You’ve Reached the IRS ... Please Hold.

Posted by
Valerie-Ann Leary
LivePerson Contributor
Wednesday, April 15, 2015 - 11:17

Happy tax day! Did you have to call the IRS this tax season? How was your experience?  According to the Washington Post, “About half of the 100 million or so people who will try to call the IRS this year probably won’t get through. The agency reckons that even those who do will have to wait 30 minutes or more.”

More recent articles say 60 percent!

Look familiar? … I thought so.

The IRS has officially exceeded expectations for terrible customer service. So, the question on our minds: what happens next?

When brands fall from grace …

 

No wonder taxpayers are frustrated:

6 out of 10 people who call can't reach an IRS representative

IRS Commissioner John Koskinen concludes: This is “really crummy customer service.” And, unfortunately, we aren’t surprised to hear it.
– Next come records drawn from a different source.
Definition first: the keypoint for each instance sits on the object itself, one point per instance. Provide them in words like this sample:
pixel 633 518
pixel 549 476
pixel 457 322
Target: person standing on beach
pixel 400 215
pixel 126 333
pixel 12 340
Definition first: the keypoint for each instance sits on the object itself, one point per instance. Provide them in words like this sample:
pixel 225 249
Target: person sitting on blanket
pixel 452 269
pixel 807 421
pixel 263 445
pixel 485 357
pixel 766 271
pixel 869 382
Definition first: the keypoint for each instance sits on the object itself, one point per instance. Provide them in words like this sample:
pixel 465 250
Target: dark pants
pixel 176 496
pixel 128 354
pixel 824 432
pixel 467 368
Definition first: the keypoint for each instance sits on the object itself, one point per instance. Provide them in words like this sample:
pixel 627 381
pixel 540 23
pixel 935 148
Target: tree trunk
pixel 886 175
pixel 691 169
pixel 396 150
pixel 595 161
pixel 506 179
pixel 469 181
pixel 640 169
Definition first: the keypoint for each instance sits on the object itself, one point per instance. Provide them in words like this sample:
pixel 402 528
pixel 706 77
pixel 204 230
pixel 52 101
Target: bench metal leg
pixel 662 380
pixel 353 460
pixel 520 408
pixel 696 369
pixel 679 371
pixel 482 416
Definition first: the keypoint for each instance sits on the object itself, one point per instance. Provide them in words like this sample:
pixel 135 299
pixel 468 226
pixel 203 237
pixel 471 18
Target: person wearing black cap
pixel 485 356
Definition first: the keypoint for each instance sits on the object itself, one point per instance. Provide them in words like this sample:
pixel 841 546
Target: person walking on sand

The IRS has become notorious for consistently bad customer support.

Brands can expect a similar reputation if they don’t deliver on experience. Now, more than ever before, customer experience can be a differentiator… or a substantial weakness.

Digital-first consumers are your brand’s biggest fans, followers, advocates or critics; they’re also publishers, thanks to social media. They take to personal profiles to tell their friends and family about their favorite and not-so-favorite products and brands. Take the IRS for example. Below is a snapshot of recent chatter on Twitter.

What Twitter is Saying about IRS hold times

Another example: One LinkedIn publisher called IRS customer service a “mind-numbing experience.”

In the aftermath of bad customer service, brands can expect to lose influence on social media. Beyond that, negative chatter leads to a general loss of likeability.

Behind every product are the people who create, and they’re the ones who make brands relatable. If your brand’s people are inaccessible, a two-way, consumer to brand relationship cannot survive. During this year’s tax season, the IRS was called the “least-loved arm of the federal government.”

Bottom line: Bad customer service is bad for business. In fact, in the case of the IRS, “… temporary shutdowns look to be the case after all,” says Forbes.

Bad customer service isn’t a government trait.

 

Every organization, whether for-profit or non-profit, has potential to meet consumer expectations.

Take Leeds City Council (LCC) for instance, the local authority of the City of Leeds in West Yorkshire. Before deploying LiveEngage, LCC was struggling to deliver a seamless, digital customer journey. It was clear that anywhere between 15 and 20 percent of customers dialing support had visited the website, and couldn't find what they needed. By using live, digital engagement, LCC was able to offer live chat, get more feedback and simultaneously improve points of friction on the website.

The LCC team also found that its customer care professionals are twice as productive as voice support, which saves time and money in the long-run. LCC found that 70 percent of its customers said they would have called, if chat wasn't available.

So, like LCC, how can organizations and brands turn the tide in times of trouble?

5 ways to turn the tide

 

It’s never too late to sharpen your focus on customer experience. Below are five actionable ways to start rebuilding your brand image.

  1. Humanize your customer service ... before it’s too late. Prioritize the connection between consumer and customer care professionals. People want to know the people behind your brand; they want to connect with a live person.
  2. Dedicate the appropriate resources to critical support channels. With major budget cuts, IRS customer service suffered. Customer Service doesn’t have to suffer when budget pressure mounts. Messaging allows you to eliminate hold times and increase concurrency at the same time.  Ensure that your brand doesn't make the same mistake.
  3. Kill the 800-number. The age of voice support is over. Even the IRS is telling people not to call. According to CBS News, “The IRS provides a tip for trying to get answers: Avoid the phone and instead search for information on its site.”
  4. Offer self-service via digital. Help consumer help themselves with online support channels, like messaging in real-time. Where do consumers usually need help? Serve up helpful content pieces at trouble areas on your website, or offer proactive chat invitations.
  5. Be authentic. Authenticity is critical regardless of channel. Consumers identify with brands that have vision and champion culture. Otherwise, a competitor is only a Google search away. So, focus on brand values, and ensure all customer care professionals are on the same page.